Sul versante opposto si trova l’Europa, che sta già pagando un prezzo altissimo per questa sua improvvisa –e improvvida- riscossa di sapore tra l’ideologico e l’autolesionistico.
Dobbiamo credere ad un’Europa che, mentre proclama a gran voce i sommi valori umanitari alla base della sua istituzione, ha girato per anni la testa dall’altra parte quando si è trattato di accogliere almeno parte delle schiere di migranti afro-asiatici, negando modifiche al trattato di Dublino e lasciando quindi Italia e Grecia (in parte anche Spagna) sole nel gestire vere e proprie invasioni dal Sud? Dobbiamo credere che quella stessa Europa, sublime nei principi e gretta quando si tratta di tradurli in azioni concrete, si sia convertita sulla via di Damasco –oggi di Kiev- affrontando tutti i disagi economici che la sua strenua difesa di un’Ucraina, peraltro dai confusi contorni politici, comporta alle sue popolazioni? Come spiegare, su basi logiche, la sua accresciuta, e addirittura orgogliosa, sudditanza dagli eterni padroni d’oltreatlantico?
Altro che “atlantismo”: qui ci stiamo giocando il territorio europeo come futuro teatro dell’ennesima guerra. Una guerra che sul fronte economico è già in atto, con un’inflazione indomabile che ci sta rendendo tutti più poveri. Tutto questo perché? Per gli alti ideali di solidarietà verso un paese di cui poco sapevamo e poco ancora sappiamo, se non per essere terra di partenza di tante badanti per la cura dei nostri vecchi?

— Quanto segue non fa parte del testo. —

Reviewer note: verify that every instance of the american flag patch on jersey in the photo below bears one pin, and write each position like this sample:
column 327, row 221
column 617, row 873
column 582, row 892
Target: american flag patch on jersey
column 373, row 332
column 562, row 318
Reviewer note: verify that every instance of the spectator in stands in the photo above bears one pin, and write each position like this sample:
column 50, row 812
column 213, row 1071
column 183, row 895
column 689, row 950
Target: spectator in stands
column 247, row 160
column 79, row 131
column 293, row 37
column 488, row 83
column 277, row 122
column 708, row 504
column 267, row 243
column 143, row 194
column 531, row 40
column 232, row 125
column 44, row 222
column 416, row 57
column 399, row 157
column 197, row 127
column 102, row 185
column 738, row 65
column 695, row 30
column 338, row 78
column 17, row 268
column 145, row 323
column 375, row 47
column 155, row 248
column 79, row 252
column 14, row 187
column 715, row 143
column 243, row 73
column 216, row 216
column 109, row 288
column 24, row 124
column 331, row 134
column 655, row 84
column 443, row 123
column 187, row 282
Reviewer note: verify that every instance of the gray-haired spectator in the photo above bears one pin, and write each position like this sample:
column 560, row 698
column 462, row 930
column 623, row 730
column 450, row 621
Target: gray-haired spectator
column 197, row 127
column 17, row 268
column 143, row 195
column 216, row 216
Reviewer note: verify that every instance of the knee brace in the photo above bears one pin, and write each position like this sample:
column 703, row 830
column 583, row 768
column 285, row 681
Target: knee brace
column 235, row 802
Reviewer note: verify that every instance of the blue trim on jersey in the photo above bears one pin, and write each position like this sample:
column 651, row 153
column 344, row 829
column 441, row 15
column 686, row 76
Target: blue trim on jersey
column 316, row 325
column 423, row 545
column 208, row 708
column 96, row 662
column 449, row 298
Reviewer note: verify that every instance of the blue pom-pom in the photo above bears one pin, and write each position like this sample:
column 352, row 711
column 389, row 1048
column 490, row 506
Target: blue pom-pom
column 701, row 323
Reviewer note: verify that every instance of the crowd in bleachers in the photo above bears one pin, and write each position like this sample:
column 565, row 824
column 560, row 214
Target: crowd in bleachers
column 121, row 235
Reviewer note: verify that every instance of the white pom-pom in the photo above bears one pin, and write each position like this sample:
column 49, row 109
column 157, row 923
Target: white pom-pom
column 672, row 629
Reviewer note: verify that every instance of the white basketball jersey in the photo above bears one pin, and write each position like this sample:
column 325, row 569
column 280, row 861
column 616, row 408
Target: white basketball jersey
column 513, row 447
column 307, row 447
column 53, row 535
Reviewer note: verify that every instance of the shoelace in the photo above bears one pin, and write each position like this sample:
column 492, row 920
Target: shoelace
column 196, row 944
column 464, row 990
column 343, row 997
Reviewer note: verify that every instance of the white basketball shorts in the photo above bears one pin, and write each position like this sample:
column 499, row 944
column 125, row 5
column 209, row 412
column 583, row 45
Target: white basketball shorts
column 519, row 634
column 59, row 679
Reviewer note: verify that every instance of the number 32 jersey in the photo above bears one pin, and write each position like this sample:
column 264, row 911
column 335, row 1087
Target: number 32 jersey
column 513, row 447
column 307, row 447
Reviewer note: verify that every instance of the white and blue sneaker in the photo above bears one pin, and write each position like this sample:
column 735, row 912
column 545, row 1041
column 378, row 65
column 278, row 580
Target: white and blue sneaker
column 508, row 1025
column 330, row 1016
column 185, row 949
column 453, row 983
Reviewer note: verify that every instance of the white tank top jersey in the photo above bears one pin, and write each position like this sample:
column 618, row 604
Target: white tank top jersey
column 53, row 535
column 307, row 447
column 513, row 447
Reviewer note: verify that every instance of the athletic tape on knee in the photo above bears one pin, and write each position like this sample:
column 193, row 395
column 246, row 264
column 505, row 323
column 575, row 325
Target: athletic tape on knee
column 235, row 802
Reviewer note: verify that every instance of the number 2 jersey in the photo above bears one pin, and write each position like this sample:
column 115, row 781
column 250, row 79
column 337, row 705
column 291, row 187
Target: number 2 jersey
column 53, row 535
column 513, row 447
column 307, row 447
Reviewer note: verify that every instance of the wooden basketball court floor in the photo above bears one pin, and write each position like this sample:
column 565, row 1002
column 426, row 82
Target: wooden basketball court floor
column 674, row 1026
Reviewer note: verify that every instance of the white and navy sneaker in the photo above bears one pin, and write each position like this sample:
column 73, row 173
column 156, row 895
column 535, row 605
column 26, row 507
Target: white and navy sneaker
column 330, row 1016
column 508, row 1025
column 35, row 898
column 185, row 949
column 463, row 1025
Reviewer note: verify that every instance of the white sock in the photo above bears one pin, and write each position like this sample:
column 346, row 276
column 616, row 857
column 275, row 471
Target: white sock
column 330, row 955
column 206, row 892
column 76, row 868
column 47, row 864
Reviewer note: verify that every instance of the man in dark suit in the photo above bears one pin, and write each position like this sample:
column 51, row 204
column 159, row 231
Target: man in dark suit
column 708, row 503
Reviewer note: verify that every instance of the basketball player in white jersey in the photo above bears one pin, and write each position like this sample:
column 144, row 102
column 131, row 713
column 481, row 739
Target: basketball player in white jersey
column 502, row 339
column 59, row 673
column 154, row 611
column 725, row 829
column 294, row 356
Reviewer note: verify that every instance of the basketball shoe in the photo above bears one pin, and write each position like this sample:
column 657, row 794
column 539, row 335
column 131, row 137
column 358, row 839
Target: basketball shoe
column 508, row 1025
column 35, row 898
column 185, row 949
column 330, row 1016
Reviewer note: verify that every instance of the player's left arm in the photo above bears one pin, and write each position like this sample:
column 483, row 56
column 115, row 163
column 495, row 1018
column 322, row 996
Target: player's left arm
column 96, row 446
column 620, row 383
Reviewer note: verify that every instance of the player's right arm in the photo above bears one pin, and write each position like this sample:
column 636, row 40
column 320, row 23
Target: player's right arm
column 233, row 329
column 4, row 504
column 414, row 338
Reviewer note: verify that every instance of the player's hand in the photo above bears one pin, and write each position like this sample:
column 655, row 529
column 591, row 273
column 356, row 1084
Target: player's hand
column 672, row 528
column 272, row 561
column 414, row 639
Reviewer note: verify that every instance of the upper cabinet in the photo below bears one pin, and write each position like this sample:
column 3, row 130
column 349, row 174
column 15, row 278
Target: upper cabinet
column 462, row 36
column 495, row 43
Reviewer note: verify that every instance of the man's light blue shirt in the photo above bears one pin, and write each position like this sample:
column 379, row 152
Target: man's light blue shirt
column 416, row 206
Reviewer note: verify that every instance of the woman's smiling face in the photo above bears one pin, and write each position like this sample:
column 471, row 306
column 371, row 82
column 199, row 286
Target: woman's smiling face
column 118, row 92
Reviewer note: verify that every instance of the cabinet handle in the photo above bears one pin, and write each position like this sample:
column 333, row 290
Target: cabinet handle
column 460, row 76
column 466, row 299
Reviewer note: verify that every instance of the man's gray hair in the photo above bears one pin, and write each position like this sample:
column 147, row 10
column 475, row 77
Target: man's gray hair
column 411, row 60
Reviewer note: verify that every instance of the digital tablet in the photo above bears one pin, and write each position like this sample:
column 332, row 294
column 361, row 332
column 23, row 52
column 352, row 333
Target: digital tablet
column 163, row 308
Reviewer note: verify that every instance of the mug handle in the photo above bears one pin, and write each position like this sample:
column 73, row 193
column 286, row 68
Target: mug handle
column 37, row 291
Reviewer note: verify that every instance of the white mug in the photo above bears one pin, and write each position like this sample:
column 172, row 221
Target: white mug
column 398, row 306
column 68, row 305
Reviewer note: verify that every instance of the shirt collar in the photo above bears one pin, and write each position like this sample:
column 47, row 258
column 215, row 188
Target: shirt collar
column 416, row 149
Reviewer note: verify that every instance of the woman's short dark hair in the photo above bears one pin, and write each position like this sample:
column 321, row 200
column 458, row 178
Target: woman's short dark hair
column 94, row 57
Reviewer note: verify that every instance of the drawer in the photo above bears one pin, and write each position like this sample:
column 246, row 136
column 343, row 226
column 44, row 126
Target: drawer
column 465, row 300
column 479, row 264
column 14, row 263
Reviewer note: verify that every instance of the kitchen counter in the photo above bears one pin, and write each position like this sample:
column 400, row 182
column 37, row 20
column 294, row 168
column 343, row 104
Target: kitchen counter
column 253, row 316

L’UE è infarcita di tanti commendabili principi, che poi mette in atto a seconda delle convenienze dei Paesi guida. Resta indecifrabile l’enfasi corale con cui ha reagito al dramma dell’Ucraina, incurante delle gravose ricadute sulla sua economia

Tornando all’argomento di partenza: per sconfiggere fame e carestia abbiamo creato le premesse per diffonderle; per debellare le malattie, ne abbiamo creato di nuove, perlopiù di portata epidemica; per dire addio alla guerra abbiamo creato un organismo che in pace non ha senso e che pertanto fonda la sua ragion d’essere nel mostrare i muscoli e fomentare nuove guerre.
Ogni rimedio sembra finire con l’esser causa del male che si prefiggeva di vincere.
Qualche nota sul fronte domestico
Prima di chiudere, un rapido sguardo al panorama nostrano, con i media che ogni settimana agitano lo spettro della caduta del governo, che peraltro buona parte degli italiani continua ad auspicare. Anche qui vale come bussola delle reali intenzioni degli attori in scena il cui prodest più sopra adottato a livello sovrannazionale.

Lo strappo. Le defezioni dal M5S sono destinate a crescere se permarrà, come vuole Grillo, il niet al terzo mandato. E Conte rischierebbe di restare solo al comando. Di quattro gatti.

Qualunque cosa accada, la colla che tiene attaccati i deretani parlamentari alla propria poltrona regge a qualsiasi tentativo di strappo. Che potrà eventualmente esserci dopo il 24 settembre prossimo, quando i parlamentari godranno della pensione loro riservata grazie ai contributi di € 50.000, che altrimenti andrebbero persi. Con una simile clausola, cascasse il mondo, il governo andrà avanti. E se crisi mai fosse, ci penserà san Sergio a scongiurarla: lui stesso è un capolavoro di continuità, primo presidente ad avere il doppio mandato. Sul versante opposto si schiera Beppe Grillo, che, insistendo nel negare il terzo mandato alla sua truppa, ha già provocato l’emorragia di Di Maio ed altri “responsabili”; e chissà di quanti altri in futuro. Draghi assicura che questo governo può esistere solo col M5S a bordo. E se svanisse nei gruppi misti sulla scia di Di Maio? Cos’altro escogiterà l’alchimista sul Colle per portare la sua creatura oltre il 24 settembre, a dispetto di tutti?